Doté d’une enveloppe de 2,5 millions d’euros, le projet lyonnais fait partie des onze dossiers sélectionnés par l’Agence nationale de recherche (ANR), dans le cadre de l’appel à projets nommé « Antibiorésistance : comprendre, innover, agir ». « Le projet PHAG-ONE vise à isoler, tester, purifier et produire plusieurs espèces de phages, en doublant ce travail biologique d’une étude normative. Nous voulons constituer une plate-forme de production, et nous donnons la possibilité de libérer des premiers lots pharmaceutiques d’ici deux ans », explique le professeur Frédéric Laurent, chef de service de bactériologie et coordonnateur de l’Institut des agents infectieux des HCL.
Encore utilisés en Europe de l’Est
Découverts il y a plus de cent ans, les phages – des virus capables de cibler, infecter et détruire des bactéries – ont été délaissés après l’avènement des antibiotiques, médicaments de synthèse plus simples à produire et à standardiser. Marginale, l’utilisation des bactériophages – le plus souvent appliqués sur la peau, plus rarement en solution buvable – n’a jamais complètement disparu du paysage hospitalier dans les pays de l’ancien bloc de l’Est, notamment à destination des patients atteints d’infections impossibles à guérir par l’administration d’antibiotiques.

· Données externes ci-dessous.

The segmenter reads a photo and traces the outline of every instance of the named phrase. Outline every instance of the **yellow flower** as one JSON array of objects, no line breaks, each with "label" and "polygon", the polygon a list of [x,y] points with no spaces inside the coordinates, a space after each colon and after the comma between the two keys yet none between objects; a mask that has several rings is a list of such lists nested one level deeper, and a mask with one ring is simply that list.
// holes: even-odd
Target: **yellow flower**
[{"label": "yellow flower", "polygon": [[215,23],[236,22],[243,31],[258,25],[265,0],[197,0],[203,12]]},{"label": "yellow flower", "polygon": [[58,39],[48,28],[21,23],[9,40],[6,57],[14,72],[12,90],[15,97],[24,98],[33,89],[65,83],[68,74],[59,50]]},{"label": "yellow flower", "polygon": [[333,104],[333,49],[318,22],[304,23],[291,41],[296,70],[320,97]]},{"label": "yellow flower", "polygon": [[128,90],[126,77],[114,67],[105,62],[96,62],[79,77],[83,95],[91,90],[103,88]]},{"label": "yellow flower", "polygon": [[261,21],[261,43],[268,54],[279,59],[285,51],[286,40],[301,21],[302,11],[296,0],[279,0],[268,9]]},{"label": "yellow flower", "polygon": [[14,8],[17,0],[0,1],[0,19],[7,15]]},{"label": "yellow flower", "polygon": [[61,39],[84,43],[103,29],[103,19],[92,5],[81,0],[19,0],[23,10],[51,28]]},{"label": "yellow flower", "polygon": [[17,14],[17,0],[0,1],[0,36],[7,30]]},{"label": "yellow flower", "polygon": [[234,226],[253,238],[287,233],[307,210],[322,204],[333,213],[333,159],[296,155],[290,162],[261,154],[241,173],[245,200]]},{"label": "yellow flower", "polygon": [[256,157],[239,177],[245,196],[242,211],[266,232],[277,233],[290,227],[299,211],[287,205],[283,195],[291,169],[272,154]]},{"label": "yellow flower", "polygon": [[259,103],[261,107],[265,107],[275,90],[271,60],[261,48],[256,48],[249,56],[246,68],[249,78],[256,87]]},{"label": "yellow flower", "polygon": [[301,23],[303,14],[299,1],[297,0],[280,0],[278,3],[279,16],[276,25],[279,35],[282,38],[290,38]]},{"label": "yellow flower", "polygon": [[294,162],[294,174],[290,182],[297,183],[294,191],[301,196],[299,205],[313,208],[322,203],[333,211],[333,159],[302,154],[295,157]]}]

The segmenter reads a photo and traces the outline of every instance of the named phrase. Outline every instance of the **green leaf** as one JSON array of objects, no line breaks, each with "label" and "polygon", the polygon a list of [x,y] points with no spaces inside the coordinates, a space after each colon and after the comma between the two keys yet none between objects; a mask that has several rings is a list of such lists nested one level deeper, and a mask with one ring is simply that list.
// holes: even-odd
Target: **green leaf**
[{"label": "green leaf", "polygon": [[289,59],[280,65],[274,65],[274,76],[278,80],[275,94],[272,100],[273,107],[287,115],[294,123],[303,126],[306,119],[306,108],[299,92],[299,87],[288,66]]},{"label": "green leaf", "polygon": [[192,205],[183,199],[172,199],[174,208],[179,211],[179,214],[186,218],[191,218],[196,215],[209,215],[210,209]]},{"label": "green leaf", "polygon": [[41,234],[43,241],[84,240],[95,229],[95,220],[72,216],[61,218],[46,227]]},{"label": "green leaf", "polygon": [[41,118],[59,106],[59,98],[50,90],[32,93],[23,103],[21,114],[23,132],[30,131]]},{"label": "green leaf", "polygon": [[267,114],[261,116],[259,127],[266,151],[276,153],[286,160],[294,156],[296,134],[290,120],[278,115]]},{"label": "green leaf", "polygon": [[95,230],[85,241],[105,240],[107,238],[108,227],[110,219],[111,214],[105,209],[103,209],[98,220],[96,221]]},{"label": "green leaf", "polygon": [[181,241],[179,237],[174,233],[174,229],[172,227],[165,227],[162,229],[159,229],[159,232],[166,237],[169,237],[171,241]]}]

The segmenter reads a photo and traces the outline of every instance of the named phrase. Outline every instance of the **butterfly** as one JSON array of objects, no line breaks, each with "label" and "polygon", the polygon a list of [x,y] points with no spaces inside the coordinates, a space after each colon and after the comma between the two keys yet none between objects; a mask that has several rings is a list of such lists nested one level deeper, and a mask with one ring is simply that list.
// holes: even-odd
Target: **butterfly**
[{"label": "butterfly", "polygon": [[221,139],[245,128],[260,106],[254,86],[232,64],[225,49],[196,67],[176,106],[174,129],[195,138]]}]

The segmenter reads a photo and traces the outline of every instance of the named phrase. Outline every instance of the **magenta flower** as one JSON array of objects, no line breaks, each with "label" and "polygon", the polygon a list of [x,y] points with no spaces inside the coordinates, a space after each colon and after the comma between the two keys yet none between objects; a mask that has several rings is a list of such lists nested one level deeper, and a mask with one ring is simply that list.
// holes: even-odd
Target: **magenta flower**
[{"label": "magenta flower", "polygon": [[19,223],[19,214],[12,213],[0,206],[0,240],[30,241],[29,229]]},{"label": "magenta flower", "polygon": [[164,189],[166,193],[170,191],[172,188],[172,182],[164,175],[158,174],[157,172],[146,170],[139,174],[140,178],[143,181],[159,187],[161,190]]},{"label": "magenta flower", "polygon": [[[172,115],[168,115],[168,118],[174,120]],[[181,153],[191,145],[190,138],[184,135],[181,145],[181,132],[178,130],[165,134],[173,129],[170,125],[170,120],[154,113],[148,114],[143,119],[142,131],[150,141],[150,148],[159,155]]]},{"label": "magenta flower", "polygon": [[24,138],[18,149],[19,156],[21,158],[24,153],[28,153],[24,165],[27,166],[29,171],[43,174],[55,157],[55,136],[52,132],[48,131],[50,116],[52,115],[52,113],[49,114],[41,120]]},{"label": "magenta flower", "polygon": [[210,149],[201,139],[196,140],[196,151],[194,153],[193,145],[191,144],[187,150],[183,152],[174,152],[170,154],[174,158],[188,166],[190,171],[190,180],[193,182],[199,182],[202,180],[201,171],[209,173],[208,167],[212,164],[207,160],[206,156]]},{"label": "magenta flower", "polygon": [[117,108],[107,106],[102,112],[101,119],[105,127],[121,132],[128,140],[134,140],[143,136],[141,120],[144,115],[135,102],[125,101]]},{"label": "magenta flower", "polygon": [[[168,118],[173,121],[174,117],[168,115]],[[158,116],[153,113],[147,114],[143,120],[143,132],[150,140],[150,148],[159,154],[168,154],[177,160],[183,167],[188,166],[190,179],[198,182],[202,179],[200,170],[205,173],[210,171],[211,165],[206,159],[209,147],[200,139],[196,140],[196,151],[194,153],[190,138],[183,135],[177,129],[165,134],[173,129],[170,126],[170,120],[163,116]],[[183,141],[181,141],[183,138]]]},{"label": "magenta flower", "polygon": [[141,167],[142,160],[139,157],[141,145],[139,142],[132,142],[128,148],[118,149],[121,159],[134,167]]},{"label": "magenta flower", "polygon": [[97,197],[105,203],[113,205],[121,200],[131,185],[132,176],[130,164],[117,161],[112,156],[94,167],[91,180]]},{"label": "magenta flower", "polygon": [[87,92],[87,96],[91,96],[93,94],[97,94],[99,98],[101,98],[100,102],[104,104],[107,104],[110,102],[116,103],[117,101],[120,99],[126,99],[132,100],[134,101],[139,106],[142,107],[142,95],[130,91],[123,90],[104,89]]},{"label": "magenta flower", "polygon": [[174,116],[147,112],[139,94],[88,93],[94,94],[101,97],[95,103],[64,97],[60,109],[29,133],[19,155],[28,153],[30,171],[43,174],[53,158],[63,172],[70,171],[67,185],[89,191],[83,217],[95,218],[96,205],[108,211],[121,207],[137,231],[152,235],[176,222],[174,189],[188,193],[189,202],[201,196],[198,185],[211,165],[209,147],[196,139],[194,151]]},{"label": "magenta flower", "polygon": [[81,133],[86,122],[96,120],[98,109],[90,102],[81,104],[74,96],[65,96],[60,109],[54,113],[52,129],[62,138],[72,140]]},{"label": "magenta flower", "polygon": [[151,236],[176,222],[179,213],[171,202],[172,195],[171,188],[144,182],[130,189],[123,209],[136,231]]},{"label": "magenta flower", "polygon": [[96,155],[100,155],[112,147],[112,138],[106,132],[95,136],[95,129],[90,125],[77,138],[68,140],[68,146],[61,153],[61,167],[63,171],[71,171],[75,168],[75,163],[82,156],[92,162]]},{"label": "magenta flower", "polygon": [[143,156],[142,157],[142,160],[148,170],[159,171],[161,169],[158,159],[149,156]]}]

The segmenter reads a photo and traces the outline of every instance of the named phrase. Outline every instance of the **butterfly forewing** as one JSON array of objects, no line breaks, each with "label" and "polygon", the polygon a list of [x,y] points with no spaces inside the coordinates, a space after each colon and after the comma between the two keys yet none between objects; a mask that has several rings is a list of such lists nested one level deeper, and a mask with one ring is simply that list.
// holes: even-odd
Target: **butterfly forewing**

« Il y a dix ans, nous rencontrions à l’hôpital une infection résistante aux antibiotiques par mois, aujourd’hui c’est une à deux fois par jour », estime le professeur Laurent
Si l’antibiorésistance donne une seconde chance aux phages, la prudence s’impose à l’égard d’une thérapie à base d’organismes vivants, compliquée à mettre en œuvre, comme l’ont révélé les résultats décevants du projet européen Phagoburn, en 2018. Il s’agissait d’appliquer des phages en compresses externes, difficiles à stocker, sur des brûlures infectées. Le projet de Lyon vise la conception de solutions injectables, stables et plus facilement stockables, fabriquées selon un procédé strictement contrôlé. Lire aussi Le parcours semé d’embûches de la phagothérapie
Grâce au financement de leur fondation, les HCL ont mené depuis 2018 un programme pilote de phagothérapie nommé PHAGEInLYON, à partir du constat alarmant de leur centre de référence des infections ostéoarticulaires complexes (Crioac), observant la hausse d’infections à bactéries résistantes, notamment sur des prothèses de hanche ou de genou. « Il y a dix ans, nous rencontrions à l’hôpital une infection résistante aux antibiotiques par mois, aujourd’hui c’est une à deux fois par jour », estime le professeur Laurent, 53 ans. Vingt-six des trente patients ayant bénéficié de phagothérapie au cours de ces quatre dernières années en France ont été traités au service des maladies infectieuses des HCL de Lyon, sous supervision de l’Agence nationale de sécurité du médicament et des produits de santé (ANSM). Autorisés dans un cadre compassionnel uniquement, c’est-à-dire sans alternative thérapeutique disponible, les phages n’ont pas encore de statut juridique définitif.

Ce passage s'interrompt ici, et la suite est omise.